Nash Q-learning may be considered one of the first and most known algorithms in multi-agent reinforcement learning (MARL) for learning policies that constitute a Nash equilibrium of an underlying general-sum Markov game. Its original proof provided asymptotic guarantees and was for the tabular case. Recently, finite-sample guarantees have been provided using more modern RL techniques for the tabular case. Our work analyzes Nash Q-learning using linear function approximation -- a representation regime introduced when the state space is large or continuous -- and provides finite-sample guarantees that indicate its sample efficiency.
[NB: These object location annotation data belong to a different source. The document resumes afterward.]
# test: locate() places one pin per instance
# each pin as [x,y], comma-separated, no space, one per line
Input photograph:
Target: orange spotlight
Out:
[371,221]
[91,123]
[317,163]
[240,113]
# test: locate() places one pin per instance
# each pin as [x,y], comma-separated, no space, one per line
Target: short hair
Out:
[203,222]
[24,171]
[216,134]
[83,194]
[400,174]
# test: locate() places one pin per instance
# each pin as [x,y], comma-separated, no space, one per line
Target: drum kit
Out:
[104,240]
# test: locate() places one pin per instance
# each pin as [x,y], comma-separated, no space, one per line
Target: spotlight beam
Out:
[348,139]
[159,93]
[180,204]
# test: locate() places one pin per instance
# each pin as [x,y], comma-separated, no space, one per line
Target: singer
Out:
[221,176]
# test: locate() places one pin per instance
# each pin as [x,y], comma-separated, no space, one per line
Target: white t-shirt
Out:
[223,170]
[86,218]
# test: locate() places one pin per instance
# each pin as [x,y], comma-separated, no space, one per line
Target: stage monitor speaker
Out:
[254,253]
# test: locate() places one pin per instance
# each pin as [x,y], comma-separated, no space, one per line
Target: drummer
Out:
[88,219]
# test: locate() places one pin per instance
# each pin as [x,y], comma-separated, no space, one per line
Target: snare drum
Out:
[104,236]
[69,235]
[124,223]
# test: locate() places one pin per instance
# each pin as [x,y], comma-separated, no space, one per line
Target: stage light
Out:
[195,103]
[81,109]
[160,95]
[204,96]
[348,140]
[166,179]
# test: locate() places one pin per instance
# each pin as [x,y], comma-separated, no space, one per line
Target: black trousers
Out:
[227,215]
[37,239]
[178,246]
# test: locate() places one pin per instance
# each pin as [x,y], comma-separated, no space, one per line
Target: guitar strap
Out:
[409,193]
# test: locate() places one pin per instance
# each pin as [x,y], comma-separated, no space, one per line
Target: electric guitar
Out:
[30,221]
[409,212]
We find that the obtained performance nearly matches an existing efficient result for single-agent RL under the same representation and has a polynomial gap when compared to the best-known result for the tabular case.

翻译：纳什Q学习可被视为多智能体强化学习（MARL）中最早且最著名的算法之一，用于学习构成底层一般和马尔可夫博弈纳什均衡的策略。其原始证明提供了渐近保证，且仅限于表格情形。近期，利用更先进的强化学习技术，针对表格情形给出了有限样本保证。本文基于线性函数近似（一种在状态空间较大或连续时使用的表示方法）对纳什Q学习进行分析，并给出表明其样本效率的有限样本保证。研究发现，在相同表示方法下，所得性能几乎与单智能体强化学习中已有的高效结果持平，但与表格情形下已知最优结果相比存在多项式差距。